June 10, 2003

TPA v. Treaties

Brett Marston, and in response James Joyner, have commented on the issue of Trade Promotion Authority (once known as "Fast Track") in the context of current Senate filibusters of President Bush's Appeals Court nominees.

The main issue being Bret's contention that Republican Senators are being hypocritical by insisting on a strict constitutional standard for nominees (i.e., a straight majority vote v. the supermajority of the filibuster), while voting for TPA which creates a simple-majority vote system for trade deals, which Bret sees as violating the super-majority standard for treaties in the Constitution.

For the sake of clarification, I would note that TPA doesn't actually apply to treaties, but to the more narrowly defined "trade agreement" and is a legislatively created legal category that it took both Houses of Congress to pass.

TPA works like this: the President negotiates a trade deal with a foreign country (or countries) and submits the proposal to Congress. BOTH Houses of Congress then have an up or down vote on the proposal, and the vote is a normal majority. The goal is to allow all negotiations to take place during the actual negotiations with the foreign government in question, rather than allowing the Senate to amend the deal post-negotiation. The logic being that foreign governments will not want to negotiate, or will hold back, knowing that even once a treaty is signed that it would potentially have to negotiate with the US Senate. NAFTA was approved in this fashion.

In short, trade agreements have the character of regular legislation, not a treaty, and therefore the comparison to the confirmation process is not really accurate.

Now, one could argue that this is doing an end-run around a constitutional provision, but still, having a legal category created by the full Congress is several degress different than the issue of Senate rules. Indeed, it is possible, I suppose, that Congress created an unconstitutional category that violates the treaty powers outlined in the Constitution. However, the only way to know that for sure would be for the US Supreme Court to say so.

Also, TPA originally dates back to the 1970s, and was renewed several times before it was allowed to lapse during the Clinton administration. As such, it has not historically been a partisan issue, as Democratically-controlled Congresses originally created, and renewed several times, said authority.

Posted by Steven Taylor at June 10, 2003 11:01 AM | TrackBack
Comments

Interesting post. Two problems, though:

1) So NAFTA is not a treaty? That's weird. Sounds fishy to me. The decision of whether or not these trade agreements go into the box of treaties for the purposes of Article II, Section 2, or into the box of "legislation," is a decision that is apparently governed by considerations of political expediency and ideology rather than "strict" constitutional construction.

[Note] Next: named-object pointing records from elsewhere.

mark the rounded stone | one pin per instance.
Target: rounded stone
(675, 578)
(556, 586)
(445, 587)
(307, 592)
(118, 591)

Once you open the door here, it's really hard to close it without recourse to extraconstitutional principles.

2) You can't rely on the Supreme Court to bail you out of this; some constitutional values are not enforced by the court and probably shouldn't be, and at the very least there is a wide realm where even the courts are willing to find political questions. Some constitutional provisions are addressed primarily to non article III actors and should be viewed as enforceable through political pressure, not through courts.

Posted by: Brett at June 10, 2003 02:35 PM

Yup--consider the name: "The North American Free Trade Agreement" and it went into effect as the result of passage in both Houses of Congress by a stright yes or no vote.

It really wouldn't be an Article II "treaty".

And actually, I am not looking to be bailed out, per se, but was pointing out that the Supremes might be the only way to have a definitive answer. As I think about, I think that there are actually some SC cases that may ber relevant, but Conlaw isn't my area of expertise.

Posted by: Steven at June 10, 2003 03:57 PM

OK, so whether it's called "an agreement" or "a treaty" determines whether or not it actually is a treaty? I thought that there were independent standards for evaluating these things, especially if one holds to certain views about finding framers' intent.

As Jim points out, the Senate's own website argues that the distinction between the two was primarily a matter of congressional conveniece: it's hard to pass treaties, so Congress and the Senate created a different category with different procedures. And someone should tell the press that these things aren't "treaties."

Reminds me of the argument that Vietnam wasn't a war but a "police action." Small consolation to those sent to fight. . .

Posted by: Brett at June 10, 2003 04:12 PM

No, I wasn't suggesting that the name, per se, meant it wasn't a treaty, but that there is legal significance that it is a "trade agreement" rather than a treaty, and yes, that legal category was created at least in part (if not totally) because "real" treaties are hard to pass.

The bottom line is, that Fast Track Authority, and now TPA, were legislatively created, and are in a different category than the rules a given chamber sets for itself (i.e., I would argue that you are comparing apples and oranges in the post that started all of this--although I take the point that started the thread--but as I pointed out in my other post--you were right that cloture votes and confirmation votes are also apples and oranges: you can't have it both ways :).

And legally the Vietnam War wasn't a war, as least constitutionally. That matters, depending on the kind of conversation one is having. Legal categories have significance. Like the cloture vote v. confirmation vote issue--they are different legal categories, and calling them both "votes" misses part of the institutional significance of their existence.